Tomorrow will have been a month.
A month since I sat on a hospital floor with my sister and tried not to believe what was happening.
It has been a month, but this is the first time I have posted anything about that day.
Why?
I can’t really say.
Maybe I felt like I didn’t need to — that day she tagged me in her posts, and without even knowing she had done so I started getting messages and texts from friends all over the country, wondering what was going on. Maybe it’s because I didn’t know what to say — I still don’t know what to say. My sister is so eloquent, a writer by trade, and there is nothing I could express that she hasn’t already said, and said much better.
I think part of what scared me most that day was seeing my sister go through the unimaginable, and feeling completely lost as to how to help her. I’ve never been good with words.
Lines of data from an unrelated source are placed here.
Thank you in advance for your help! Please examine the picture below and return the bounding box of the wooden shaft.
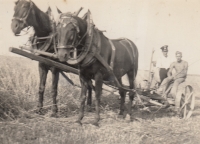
[20,46,58,59]
[9,47,79,75]
[148,50,154,89]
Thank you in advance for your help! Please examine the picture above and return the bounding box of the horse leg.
[118,78,126,117]
[93,72,103,126]
[37,63,48,114]
[76,74,88,124]
[51,67,59,117]
[87,85,92,112]
[127,70,135,120]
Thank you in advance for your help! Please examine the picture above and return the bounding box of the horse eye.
[70,35,74,40]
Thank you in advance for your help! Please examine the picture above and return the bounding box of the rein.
[12,1,33,26]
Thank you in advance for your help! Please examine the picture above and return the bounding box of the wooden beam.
[9,47,79,75]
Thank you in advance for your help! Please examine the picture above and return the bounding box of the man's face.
[176,54,182,62]
[163,51,168,57]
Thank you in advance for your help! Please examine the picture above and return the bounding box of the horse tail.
[126,39,139,80]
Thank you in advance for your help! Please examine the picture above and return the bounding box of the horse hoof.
[117,114,124,119]
[75,120,82,126]
[86,107,92,112]
[51,113,58,118]
[35,108,44,115]
[92,122,99,127]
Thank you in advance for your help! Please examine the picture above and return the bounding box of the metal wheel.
[180,85,195,119]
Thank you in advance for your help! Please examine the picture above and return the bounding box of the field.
[0,56,200,144]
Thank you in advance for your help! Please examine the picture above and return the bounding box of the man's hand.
[167,76,174,81]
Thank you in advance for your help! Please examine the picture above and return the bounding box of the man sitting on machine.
[158,51,188,115]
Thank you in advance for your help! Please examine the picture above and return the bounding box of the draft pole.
[148,48,155,89]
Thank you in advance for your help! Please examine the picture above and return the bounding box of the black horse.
[11,0,92,116]
[55,12,138,125]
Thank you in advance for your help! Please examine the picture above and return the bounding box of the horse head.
[11,0,33,35]
[57,13,87,62]
[11,0,61,37]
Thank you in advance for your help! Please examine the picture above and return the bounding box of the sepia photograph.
[0,0,200,144]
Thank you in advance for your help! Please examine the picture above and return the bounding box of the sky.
[0,0,200,74]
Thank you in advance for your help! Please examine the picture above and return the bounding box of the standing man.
[160,51,188,112]
[154,45,171,86]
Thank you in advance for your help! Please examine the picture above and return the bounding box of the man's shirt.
[156,55,172,69]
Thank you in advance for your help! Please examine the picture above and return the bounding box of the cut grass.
[0,57,200,144]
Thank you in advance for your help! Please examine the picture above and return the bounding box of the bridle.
[57,13,87,49]
[12,0,33,26]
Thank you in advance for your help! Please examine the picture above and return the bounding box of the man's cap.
[176,51,182,55]
[160,45,168,52]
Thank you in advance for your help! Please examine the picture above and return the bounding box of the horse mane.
[32,2,52,36]
[72,16,87,36]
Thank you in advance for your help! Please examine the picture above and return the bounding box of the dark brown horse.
[55,12,138,125]
[11,0,92,116]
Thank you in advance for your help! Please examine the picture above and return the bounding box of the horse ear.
[46,7,51,16]
[56,7,62,14]
[15,0,19,5]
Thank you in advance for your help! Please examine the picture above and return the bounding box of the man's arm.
[167,63,174,77]
[174,62,188,79]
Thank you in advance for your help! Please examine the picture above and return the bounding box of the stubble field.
[0,56,200,144]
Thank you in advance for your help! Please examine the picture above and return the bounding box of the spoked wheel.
[180,85,195,119]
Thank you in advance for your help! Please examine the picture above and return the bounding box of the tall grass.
[0,57,200,144]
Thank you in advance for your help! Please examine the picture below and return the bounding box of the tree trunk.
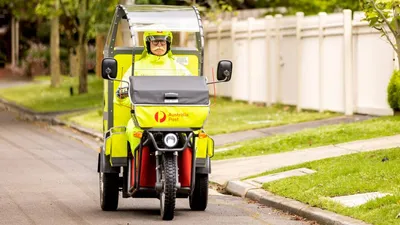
[78,42,88,94]
[50,1,60,87]
[96,34,105,78]
[78,0,88,94]
[69,46,80,77]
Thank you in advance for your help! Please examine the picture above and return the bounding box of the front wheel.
[189,174,208,211]
[99,173,119,211]
[160,153,177,220]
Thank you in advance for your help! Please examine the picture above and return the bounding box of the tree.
[360,0,400,67]
[36,0,61,87]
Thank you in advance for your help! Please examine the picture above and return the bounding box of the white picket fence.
[204,10,397,115]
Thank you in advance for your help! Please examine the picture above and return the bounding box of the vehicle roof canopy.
[121,5,201,32]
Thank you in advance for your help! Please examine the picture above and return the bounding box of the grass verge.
[250,148,400,225]
[213,116,400,160]
[0,75,103,112]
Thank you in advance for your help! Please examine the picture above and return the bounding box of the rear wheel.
[160,153,176,220]
[99,173,119,211]
[189,174,208,211]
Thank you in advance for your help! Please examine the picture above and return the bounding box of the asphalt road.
[0,108,313,225]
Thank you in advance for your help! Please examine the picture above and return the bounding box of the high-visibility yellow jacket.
[114,51,192,107]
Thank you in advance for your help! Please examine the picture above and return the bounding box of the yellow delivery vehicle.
[98,5,232,220]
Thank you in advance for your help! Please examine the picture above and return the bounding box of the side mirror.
[217,60,232,82]
[101,58,118,80]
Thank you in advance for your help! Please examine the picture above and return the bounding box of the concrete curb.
[226,180,369,225]
[0,95,368,225]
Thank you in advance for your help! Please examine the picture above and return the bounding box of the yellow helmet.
[143,31,172,53]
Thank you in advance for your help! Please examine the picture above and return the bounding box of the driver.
[117,31,192,99]
[115,31,192,153]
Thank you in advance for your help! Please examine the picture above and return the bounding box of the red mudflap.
[178,148,192,187]
[139,146,156,187]
[131,157,136,187]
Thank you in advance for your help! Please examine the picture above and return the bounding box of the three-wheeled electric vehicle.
[98,5,232,220]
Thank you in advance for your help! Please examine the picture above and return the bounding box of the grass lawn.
[0,75,103,112]
[57,98,339,135]
[213,116,400,160]
[250,148,400,225]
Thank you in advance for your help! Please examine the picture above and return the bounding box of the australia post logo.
[154,111,189,123]
[154,111,167,123]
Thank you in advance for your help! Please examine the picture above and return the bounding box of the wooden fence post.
[230,17,237,101]
[247,17,254,104]
[265,15,274,106]
[275,14,282,103]
[318,12,327,112]
[343,9,354,115]
[296,12,304,112]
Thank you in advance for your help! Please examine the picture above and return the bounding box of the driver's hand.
[116,87,128,99]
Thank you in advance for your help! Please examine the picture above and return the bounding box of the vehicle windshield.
[126,5,200,32]
[109,5,204,76]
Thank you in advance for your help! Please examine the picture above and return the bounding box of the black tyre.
[189,174,208,211]
[160,153,176,220]
[99,173,119,211]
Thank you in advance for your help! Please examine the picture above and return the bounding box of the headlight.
[164,133,178,148]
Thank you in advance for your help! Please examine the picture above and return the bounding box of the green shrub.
[387,70,400,111]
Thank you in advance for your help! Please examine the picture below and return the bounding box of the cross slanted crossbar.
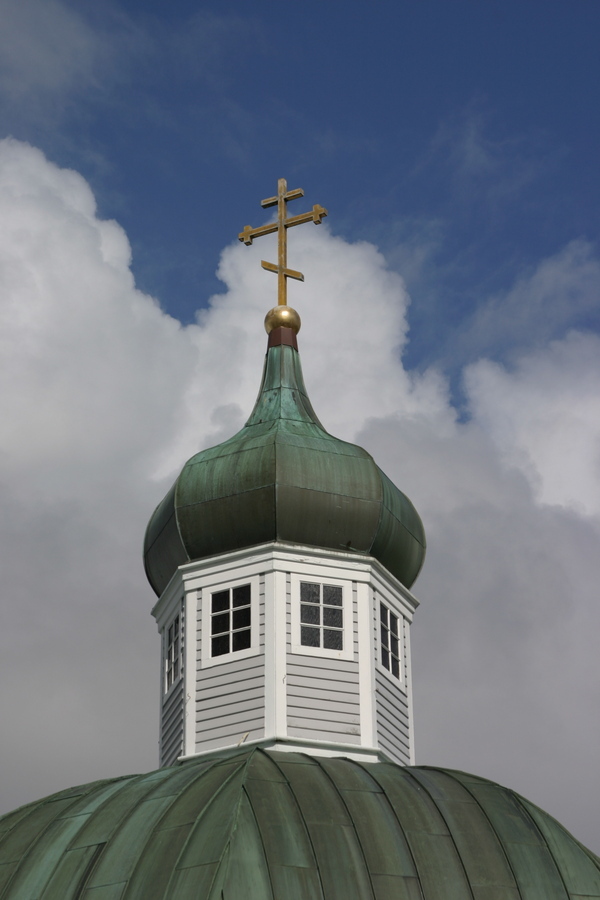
[238,178,327,306]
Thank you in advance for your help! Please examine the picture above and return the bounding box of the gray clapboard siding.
[287,653,360,744]
[375,671,410,764]
[286,575,360,744]
[196,575,265,752]
[196,657,265,750]
[160,679,183,766]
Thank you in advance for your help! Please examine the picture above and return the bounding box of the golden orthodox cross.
[238,178,327,306]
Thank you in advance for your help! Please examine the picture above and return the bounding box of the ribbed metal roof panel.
[0,749,600,900]
[144,346,425,594]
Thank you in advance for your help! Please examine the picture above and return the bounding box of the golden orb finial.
[265,306,301,334]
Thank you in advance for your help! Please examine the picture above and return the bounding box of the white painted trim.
[404,622,415,766]
[274,572,289,738]
[152,541,419,619]
[200,575,260,669]
[178,737,390,763]
[356,584,377,747]
[183,591,198,753]
[373,591,408,693]
[290,576,354,660]
[265,572,277,736]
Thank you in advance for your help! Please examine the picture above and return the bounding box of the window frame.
[291,572,354,660]
[375,593,405,685]
[200,575,260,669]
[162,598,185,697]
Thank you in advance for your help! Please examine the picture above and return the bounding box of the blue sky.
[0,0,600,852]
[3,0,600,376]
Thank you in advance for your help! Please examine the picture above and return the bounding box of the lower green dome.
[0,749,600,900]
[144,329,425,595]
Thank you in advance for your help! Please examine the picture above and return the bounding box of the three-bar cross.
[238,178,327,306]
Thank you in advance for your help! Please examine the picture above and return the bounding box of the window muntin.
[300,581,344,650]
[290,567,355,659]
[379,603,402,681]
[210,584,252,657]
[165,615,182,691]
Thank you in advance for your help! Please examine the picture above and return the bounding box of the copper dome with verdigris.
[0,748,600,900]
[144,327,425,594]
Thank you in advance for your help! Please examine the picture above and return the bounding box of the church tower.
[144,179,425,766]
[0,180,600,900]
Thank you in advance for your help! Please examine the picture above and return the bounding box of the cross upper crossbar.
[238,178,327,306]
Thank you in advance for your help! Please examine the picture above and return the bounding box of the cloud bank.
[0,140,600,850]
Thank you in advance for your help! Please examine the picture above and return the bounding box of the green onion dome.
[144,327,425,595]
[0,749,600,900]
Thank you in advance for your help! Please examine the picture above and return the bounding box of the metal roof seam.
[423,766,536,900]
[0,782,115,898]
[316,757,377,898]
[354,760,423,893]
[257,748,327,900]
[158,757,250,900]
[406,767,478,900]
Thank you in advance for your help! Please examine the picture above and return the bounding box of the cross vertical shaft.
[238,178,327,306]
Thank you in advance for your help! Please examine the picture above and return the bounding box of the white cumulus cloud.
[0,140,600,849]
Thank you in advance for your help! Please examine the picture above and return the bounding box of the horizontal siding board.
[197,710,264,741]
[379,738,410,765]
[198,683,265,713]
[198,699,263,731]
[201,669,265,697]
[288,694,360,715]
[377,697,408,728]
[196,656,265,686]
[160,680,183,766]
[196,727,264,752]
[287,667,358,694]
[377,715,409,743]
[289,709,360,730]
[288,720,360,744]
[287,653,358,679]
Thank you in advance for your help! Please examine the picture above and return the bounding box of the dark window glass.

I suck at knowing the right thing to say, the right thing to do, what she might need without her having to ask for it.
The whole time they were trying to resuscitate him I stayed in the room, timing compressions, dosing meds in my head, watching his pressures, looking for a rhythm. Because they needed one more nurse in the room? Because I could actually do him any good? No. Because I didn’t know what else to do.
I STILL don’t know what to do.
I don’t know how to best help. I’m sure I generally say the wrong thing. I tell myself I’m going to be completely available to be there at any moment, even if just to be there, then a week goes by without making time to actually get there.
I know my sister will come out of the other end of this standing, even though I know there will never really be an end. Her faith is inspiring. And it certainly isn’t because of anything I have said or done.
So, what I really want to say is, thank you.
Thank you to everyone that has texted, messaged, stopped me in the halls or cried with me in the middle of North Coast. Thank you for keeping us in your prayers. But mostly, thank you to the ginormous village that has kept my sister and her family floating: for the visits, the meals that could have fed the village, the funds that were so generous, the comments to her posts that have made me cry when I thought I was done crying, and especially to the circle of you that are her circle.
You are everything, and I thank you for being everything to my sister.